Heading west, I went through the Eastern part of the Midwest, also known as the back roads of Ohio. The interesting thing about the back roads is the sense of navigation that occurs. It takes forever to actually get anywhere. Basically, you travel a good five or six hours at a steady clip, only to find my to your surprise and a little bit of your chagrin, you find you have travelled about 600 miles less than you were expecting. As a result, at the end of Day 1, I found myself in the Middle of Nowhere, Ohio.
Now, the thing about this, I was much surprised to find how...utterly commercial the Amish country has become. It surprised me greatly how much that upset me, and it took me a while to figure out why.
Commercialism is more or less destroying the regionalism of America. This is even more unfortunate considering how the "melting pot" culture which founded the country, is now becoming homogenized through the Interstate, and through rampant commercialism.
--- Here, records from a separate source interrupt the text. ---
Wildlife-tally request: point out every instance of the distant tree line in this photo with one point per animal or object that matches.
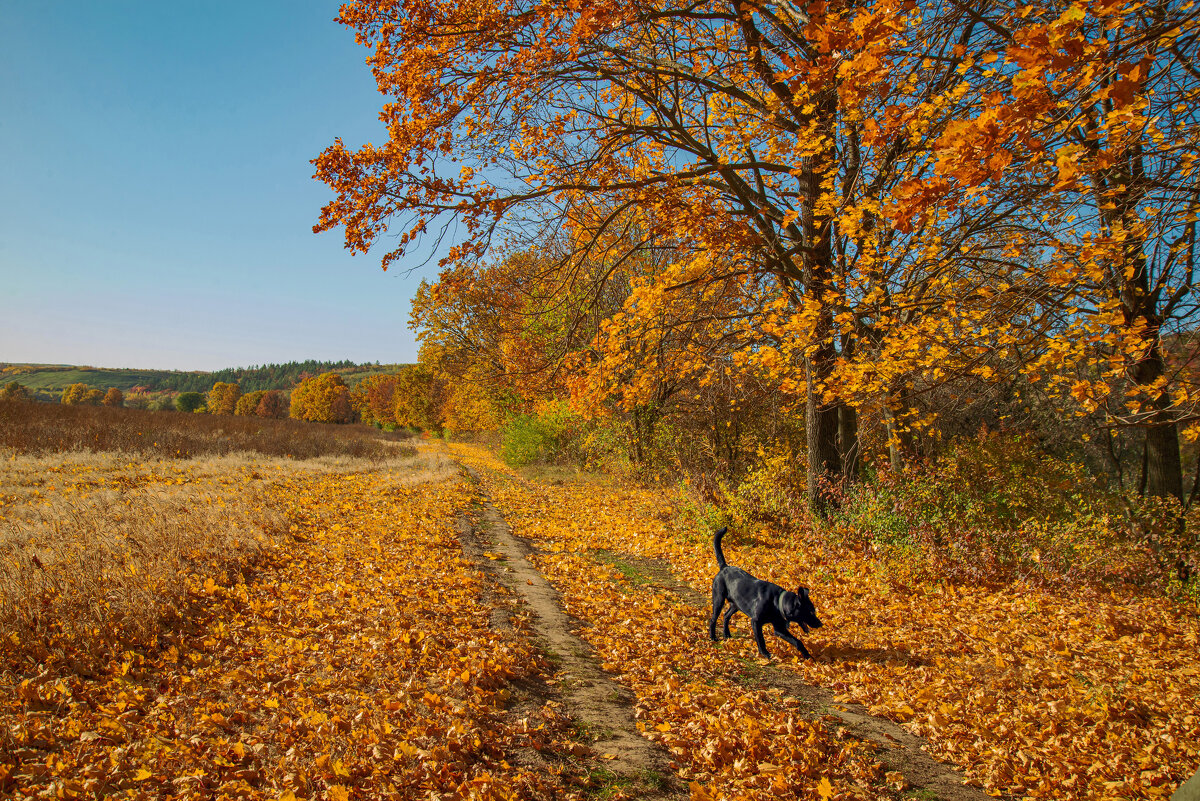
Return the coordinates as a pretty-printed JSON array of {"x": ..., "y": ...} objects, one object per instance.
[{"x": 250, "y": 379}]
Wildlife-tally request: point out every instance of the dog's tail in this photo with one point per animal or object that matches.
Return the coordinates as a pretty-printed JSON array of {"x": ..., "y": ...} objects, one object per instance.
[{"x": 717, "y": 546}]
When you travel through the open country at 80 miles an hour, everything kind of looks the same. Regionalism is slowly dying, and there isn't much that can be done. We just need to savor what little flavor is left.
From Mansfield, Ohio, I next journeyed to Louisville, Kentucky. After having been shocked at the commercial Amish, I then decided to embrace the idea of the search for American symbols, and what could be more American that Mom, Apple Pie, and of course, Baseball.
Louisville is of course home of the Louisville Slugger, the baseball bat of the MLB. Standing outside, with the world's largest baseball bat, I then plotted a journey that would lead to the heart of several American Icons, including, aside from the Slugger, Jim Beam, Maker's Mark, Jack Daniels, and the Civil War. This sojourn would take me through a large chunk of the South.
Moving South through Kentucky, we hooked into the Bourbon Trail, which led right to front doors of the Jim Beam and Maker's Mark distilleries, manufacturers of fine Bourbons.
And I must say, the tours, while interesting, kind of pale in comparison to the highlights, the tastings. After trying several (read as too many) bourbons, I think my favorite has to be Maker's Mark 46, and extra smoky bourbon made by adding extra burned barrel staves to the aging barrels. I recommend it straight, on the rocks. Of course, that was only half the journey.